Das Land der MacKenzies
Röte stahl sich auf ihre Wangen. „Weil du nicht so bist wie der Rest von uns.“
Ein grimmiger Zug legte sich um seinen Mund. „Ja, ich weiß, ich bin ein Halbblut."
„Das meinte ich nicht", fauchte Pam. „Es ist nur ... du bist irgendwie viel reifer als wir. Ich weiß, dass wir gleich alt sind, aber du bist schon richtig erwachsen. Wir alle sind einfache Leute, wir werden hierbleiben und das Land bearbeiten, so wie schon unsere Familien vor uns. Wir werden Leute von hier heiraten oder aus einer Gegend, die genauso ist wie unsere hier, werden Kinder großziehen und mit unserem Leben zufrieden sein. Aber du bist anders. Du wirst auf die Akademie gehen und nie wieder zurückkommen, zumindest nicht, um zu bleiben. Vielleicht auf einen Besuch, aber mehr nicht."
Es überraschte ihn, dass sie es so genau beschrieb.
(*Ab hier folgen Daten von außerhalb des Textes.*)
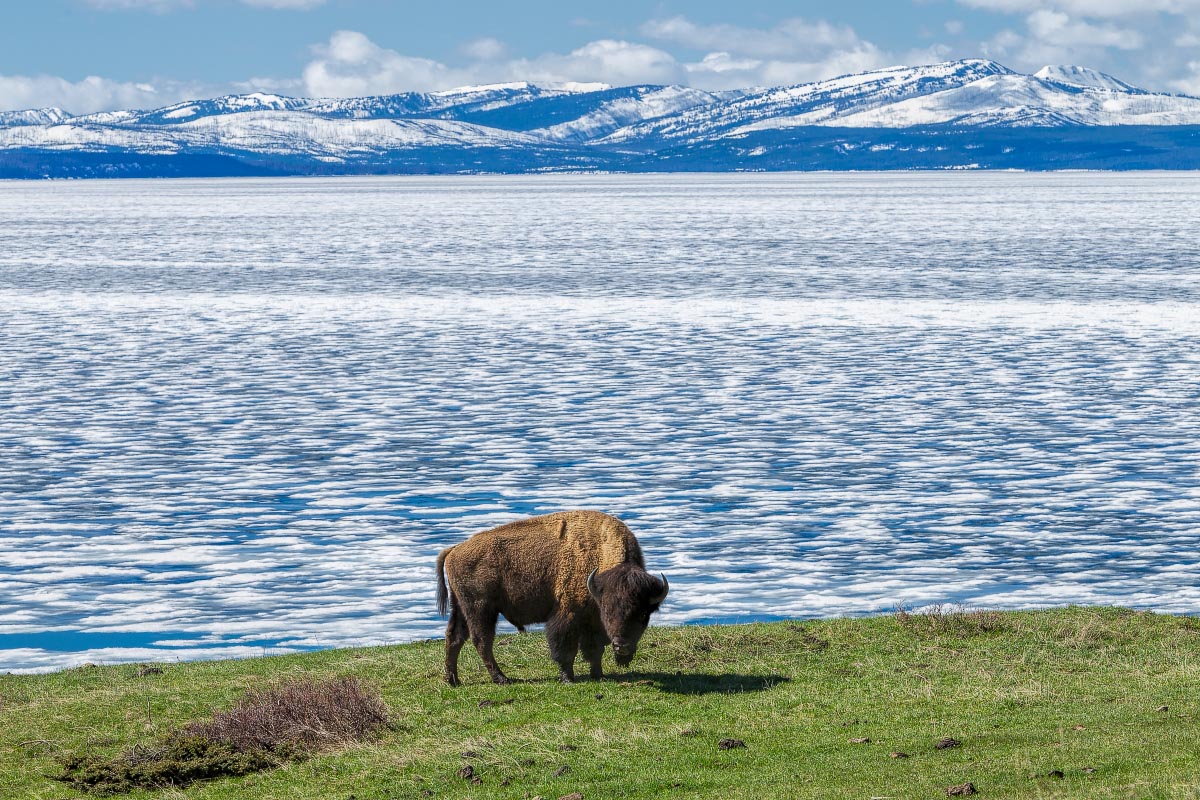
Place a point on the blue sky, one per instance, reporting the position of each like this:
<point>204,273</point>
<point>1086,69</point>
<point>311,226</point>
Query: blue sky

Im Vergleich zu den anderen Kindern hatte er sich immer etwas anderes erträumt. Er wusste auch, dass er nicht die Ranch übernehmen würde. Er gehörte in die Lüfte, um seinen Platz dort oben mit dem Dunststreifen einer Mach-2-Maschine zu markieren.
Auf der Fahrt zur Tanzhalle schwiegen sie beide. Als Joe seinen Truck auf dem Parkplatz zu den anderen Autos stellte, wappnete er sich für das, was ihn erwarten mochte.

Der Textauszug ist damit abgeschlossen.